Interest groups, Oceana to sue government agency and officials for indolence on marine plastic pollution
Press Release Date: June 29, 2021
Marine conservation group Oceana and other stakeholders is taking legal action to press concerned government agencies to do its job and implement the law to address ballooning problem of marine plastic pollution, specifically on single-use plastic.
Notices to sue were served on June 15, 2021 to the National Solid Waste Management Commission (NSWMC), its OIC executive director Emelita C. Aguinaldo, and 13 of its members, including Environment secretary Roy A. Cimatu, Trade secretary Ramon M. Lopez, Science and Technology secretary Fortunato dela Pe?a, Health secretary Francisco Duque III, Public Works secretary Mark S. Villar, Agriculture secretary William Dar, Metropolitan Manila Development Authority CEO Benjamin Abalos Jr., among others.
Coming from various provinces in the country, the stakeholders— representing the youth and children, fisherfolk, NGOs, divers, as well as select local government officials—decided to sue the government agency and its officials for what they consider as “apathy to the heavy burden of mounting plastic pollution” that has inundated the country’s waters
Speaking for Oceana, its Vice President Atty.
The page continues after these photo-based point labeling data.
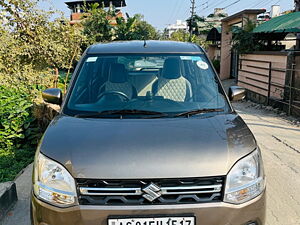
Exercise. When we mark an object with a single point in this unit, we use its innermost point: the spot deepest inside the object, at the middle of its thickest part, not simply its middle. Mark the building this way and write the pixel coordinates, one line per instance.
(211, 21)
(179, 25)
(77, 7)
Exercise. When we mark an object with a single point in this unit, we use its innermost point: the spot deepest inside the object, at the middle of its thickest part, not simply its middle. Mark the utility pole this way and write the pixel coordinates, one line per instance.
(297, 5)
(193, 8)
(297, 9)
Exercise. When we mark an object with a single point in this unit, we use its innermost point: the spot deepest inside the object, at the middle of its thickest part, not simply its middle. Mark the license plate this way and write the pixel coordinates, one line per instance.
(154, 221)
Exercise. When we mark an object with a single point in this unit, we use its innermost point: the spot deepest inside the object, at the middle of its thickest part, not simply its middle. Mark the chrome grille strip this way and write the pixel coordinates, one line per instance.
(110, 191)
(138, 191)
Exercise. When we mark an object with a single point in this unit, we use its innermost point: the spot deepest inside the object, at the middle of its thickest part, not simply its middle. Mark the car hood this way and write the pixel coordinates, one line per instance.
(147, 148)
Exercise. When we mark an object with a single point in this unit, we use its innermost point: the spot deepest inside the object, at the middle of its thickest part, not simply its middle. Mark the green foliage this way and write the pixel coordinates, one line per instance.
(32, 44)
(244, 40)
(100, 25)
(97, 24)
(185, 37)
(18, 131)
(134, 28)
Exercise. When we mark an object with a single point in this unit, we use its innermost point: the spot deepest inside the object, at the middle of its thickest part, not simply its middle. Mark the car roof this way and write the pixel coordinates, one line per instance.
(139, 47)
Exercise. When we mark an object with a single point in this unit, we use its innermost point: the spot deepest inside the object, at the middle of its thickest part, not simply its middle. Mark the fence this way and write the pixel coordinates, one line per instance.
(272, 79)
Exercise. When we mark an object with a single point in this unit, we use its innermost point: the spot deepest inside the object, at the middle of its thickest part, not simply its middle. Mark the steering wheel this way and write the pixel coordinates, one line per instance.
(114, 93)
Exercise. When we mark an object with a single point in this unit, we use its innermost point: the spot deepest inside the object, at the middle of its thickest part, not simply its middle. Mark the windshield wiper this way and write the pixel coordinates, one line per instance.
(197, 111)
(121, 113)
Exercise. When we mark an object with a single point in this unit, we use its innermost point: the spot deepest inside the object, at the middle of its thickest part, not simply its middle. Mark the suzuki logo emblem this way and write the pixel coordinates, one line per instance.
(152, 192)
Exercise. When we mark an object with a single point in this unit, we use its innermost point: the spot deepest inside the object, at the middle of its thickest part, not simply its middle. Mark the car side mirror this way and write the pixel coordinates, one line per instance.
(53, 96)
(236, 93)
Gloria Estenzo Ramos said “we can no longer bear the inaction of the NSWMC which has failed to implement its mandated task to prepare a list of non-environmentally acceptable products and packaging (NEAPP). Their lack of concern for 20 long years is far too deplorable and inexcusable. The groups believe it was time to interpose and seek legal action on this issue.”
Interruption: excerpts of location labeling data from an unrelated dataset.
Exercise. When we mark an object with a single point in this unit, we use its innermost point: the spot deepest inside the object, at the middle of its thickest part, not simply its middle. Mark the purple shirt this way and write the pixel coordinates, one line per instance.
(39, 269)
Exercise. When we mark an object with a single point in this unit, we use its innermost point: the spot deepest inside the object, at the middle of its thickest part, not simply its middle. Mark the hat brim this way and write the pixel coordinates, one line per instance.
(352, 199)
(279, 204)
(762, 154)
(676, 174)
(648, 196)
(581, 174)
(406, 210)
In a study by Ocean Conservancy in 2015, the Philippines produced 2.7 million metric tons of plastic wastes—more than half a million metric tons of which were leaked to the ocean. The Waste Assessment Brand Audit 2019 report of the Global Alliance for Incinerators Alternatives (GAIA) showed that the country produced daily 164 million pieces of sachets, 48 million shopping bags, 45.2 million pieces of “labo” bags.
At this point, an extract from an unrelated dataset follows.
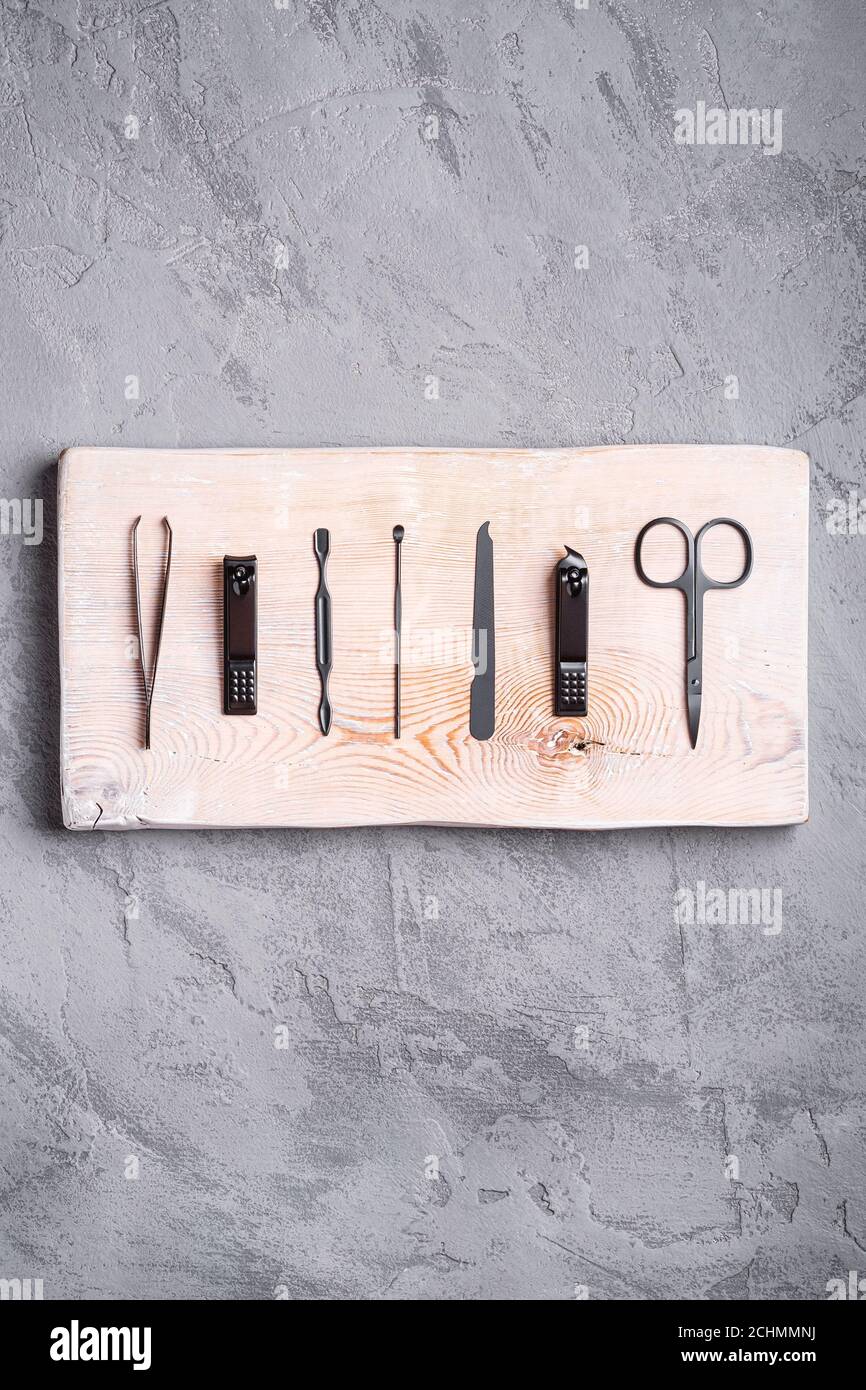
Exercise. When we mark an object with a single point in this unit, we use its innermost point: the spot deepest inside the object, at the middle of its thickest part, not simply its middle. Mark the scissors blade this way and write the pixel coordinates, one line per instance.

As provided in Republic Act 9003, also known as the Ecological Solid Waste Management Act of 2000, the NSWMC is mandated to prepare a list of NEAPP within a year after the law’s effectivity and updates every year thereafter. The commission is composed of 14 national government agencies and private sector representatives.
RA 9003, which was signed on June 26, 2001, was enacted to promote the adoption of a systematic, comprehensive, and ecological solid waste management program to ensure the protection of public health and development.
The groups’ legal move comes on the heels of a resolution filed by House Deputy Speaker Loren Legarda on June 2 to investigate and audit the NSWMC.
In that resolution, Legarda—who was one of the principal authors of RA 9003—pointed out that “despite these legal mandates and budgetary support is given in 2016 and 2017 amounting to P1.3 billion, the commission has unjustifiably failed to act on its ministerial function of preparing the list of NEAPP.”
The move also complements the Climate Change Commission’s (CCC) policy development and implementation thrust towards a nationwide ban of single-use plastic. During the recent Sulong Pilipinas forum with the youth sector on Climate Change, CCC commissioner Rachel Herrera also pushed for the banning of single-use plastic. “Our country’s single-use plastic problem is already hurting the entire planet. This is not the wake-up call—we’ve already been hearing that for many years now; but it is high time to stop pressing the snooze button, and start solving the problem,” she said. (Source: https://climate.gov.ph/news/516)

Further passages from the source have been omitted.